君は冬に華を咲かす
私はその後、何が起きたか分からない。
周りの焦る声、先生たちが必死に私を呼ぶ声、リンちゃんの泣き叫ぶ悲鳴、お兄ちゃんの大きい胸の中に抱きしめられ…私は気を失った。
目を覚ました時には白い天井があり、周りはカーテンに囲まれていた。
「あら?目を覚ましたの?もう大丈夫?」
保健室の先生が声をかけてくれた。
「あの、私…」
「入学式、いきなり倒れたのよ?記憶ある?」
私は必死に考えまくったが全然思い出せない。
「ハナぁぁぁ!!!」
リンちゃんの騒がしい声が保健室の外から聴こえたと思えば思いっきり扉が開いて大きい胸に抱きしめられた。
「お、お兄ちゃん?!」
「ハナぁぁ…心配したんだぞ!!」
「ハナぁぁぁぁ…」
リンちゃんも抱きついてきた。
「ねぇ…私…」
「神田 華《かんだ はな》さん、絶対この後、病院に行ってください。
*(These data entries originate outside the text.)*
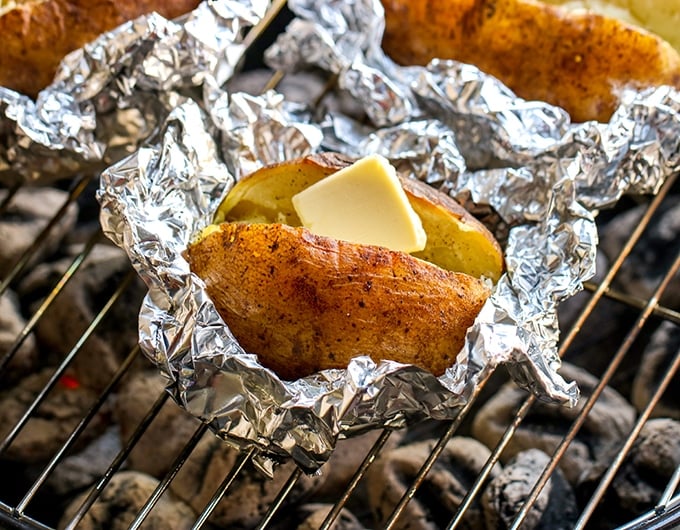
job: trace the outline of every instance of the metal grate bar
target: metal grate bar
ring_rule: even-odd
[[[64,530],[75,530],[78,523],[80,523],[80,521],[83,519],[87,511],[99,498],[99,495],[101,495],[102,491],[104,491],[106,485],[111,481],[111,477],[113,477],[116,471],[120,469],[120,466],[123,465],[123,462],[125,462],[130,452],[132,451],[133,447],[137,445],[139,439],[144,435],[146,430],[149,428],[151,422],[156,418],[156,416],[158,416],[158,413],[161,411],[163,405],[165,405],[169,398],[170,394],[168,394],[167,392],[161,392],[156,402],[149,409],[149,412],[147,412],[146,416],[144,416],[144,419],[137,426],[137,429],[135,429],[135,432],[132,433],[132,436],[130,436],[130,439],[125,444],[125,447],[123,447],[119,451],[119,453],[116,455],[116,458],[113,459],[113,462],[111,462],[111,465],[106,470],[102,478],[100,478],[99,481],[90,490],[90,493],[78,508],[78,511],[73,516],[73,519],[71,519],[69,523],[64,527]]]
[[[597,285],[592,282],[585,282],[584,287],[589,291],[595,291],[597,289]],[[621,291],[617,291],[616,289],[612,289],[611,287],[605,290],[604,295],[607,298],[616,300],[617,302],[627,304],[633,309],[644,309],[645,306],[647,305],[647,301],[644,300],[643,298],[622,293]],[[673,322],[675,324],[680,324],[680,311],[675,311],[673,309],[670,309],[669,307],[657,305],[652,310],[652,314],[657,317],[661,317],[665,320],[668,320],[670,322]]]
[[[590,410],[592,407],[595,405],[595,402],[599,398],[600,394],[604,390],[605,386],[609,383],[609,380],[612,378],[614,373],[616,372],[616,369],[619,367],[619,364],[625,357],[626,353],[628,353],[628,350],[632,346],[633,342],[639,335],[640,331],[642,330],[642,327],[644,326],[645,322],[649,319],[650,315],[652,314],[652,309],[656,305],[659,297],[661,294],[664,292],[666,287],[668,287],[668,284],[670,283],[671,279],[675,275],[675,273],[680,270],[680,254],[678,254],[675,258],[675,261],[673,262],[673,265],[671,268],[668,270],[666,275],[664,276],[663,280],[655,290],[654,294],[650,298],[647,307],[645,310],[642,312],[642,314],[638,317],[638,320],[635,322],[635,325],[633,328],[630,330],[628,335],[623,341],[623,344],[619,347],[618,351],[612,358],[611,362],[609,363],[609,366],[605,370],[604,374],[600,378],[600,381],[598,382],[597,386],[593,390],[592,395],[588,398],[586,401],[583,409],[579,413],[578,417],[576,420],[574,420],[574,423],[572,424],[572,427],[569,429],[567,435],[562,438],[560,441],[559,445],[557,446],[557,449],[553,453],[553,457],[550,459],[550,462],[548,463],[547,467],[539,477],[538,481],[536,482],[536,485],[532,489],[529,497],[525,500],[523,503],[519,513],[517,514],[517,517],[513,521],[513,524],[511,526],[512,529],[518,529],[520,528],[521,524],[524,522],[525,518],[529,514],[529,511],[533,507],[533,505],[536,503],[536,500],[538,499],[538,496],[540,495],[541,491],[547,484],[548,480],[550,479],[550,475],[555,471],[555,468],[557,467],[557,464],[560,462],[562,457],[564,456],[564,453],[569,447],[569,444],[574,440],[576,437],[576,434],[578,433],[579,429],[585,422],[586,417],[588,416]],[[625,457],[625,454],[622,455],[622,458]]]
[[[680,495],[669,503],[668,509],[664,512],[667,517],[659,519],[658,515],[654,511],[646,513],[616,530],[677,530],[680,520]]]
[[[670,384],[671,379],[673,378],[673,376],[677,372],[679,366],[680,366],[680,351],[675,355],[675,359],[673,360],[673,363],[671,364],[671,366],[669,367],[669,369],[665,373],[663,379],[661,380],[661,383],[659,384],[658,388],[654,392],[652,399],[649,401],[649,403],[647,404],[645,409],[640,414],[640,417],[638,418],[637,422],[635,423],[635,427],[631,431],[630,435],[626,438],[626,441],[623,444],[623,447],[617,452],[616,457],[614,458],[614,461],[609,466],[606,473],[603,475],[602,479],[600,480],[599,484],[597,485],[597,488],[593,492],[593,495],[590,497],[588,504],[586,504],[585,508],[581,511],[581,516],[579,517],[578,521],[576,522],[576,526],[574,527],[574,530],[580,530],[580,529],[584,528],[586,523],[588,522],[588,520],[593,515],[593,512],[595,511],[597,504],[602,500],[602,497],[604,496],[605,490],[609,487],[612,480],[614,480],[614,475],[616,474],[616,472],[621,467],[621,464],[623,464],[624,459],[626,458],[626,456],[630,452],[631,448],[633,447],[633,443],[635,442],[637,437],[640,435],[640,431],[642,430],[642,427],[647,422],[650,415],[652,414],[652,411],[654,410],[654,407],[658,403],[659,399],[661,399],[661,396],[663,395],[663,393],[666,391],[666,388]],[[680,479],[680,467],[678,467],[678,469],[676,470],[675,477],[676,477],[676,480]],[[666,488],[668,498],[664,498],[666,495],[662,495],[661,501],[659,502],[659,506],[665,506],[668,503],[668,501],[670,500],[671,496],[673,495],[673,492],[675,491],[675,488],[677,487],[677,482],[675,483],[675,485],[673,485],[673,482],[674,482],[674,479],[673,479],[673,477],[671,477],[671,480],[668,484],[668,487]]]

」
「え…?」
保健室の先生が真剣な顔をして言った。ただの貧血や寝不足で倒れたと思っていたが、全然寝不足でもないし、貧血なんてありえないと思った。私はいつも健康体だから。嫌な予感はした。
私はその日は授業を受けて家に帰り家族4人で病院に向かった。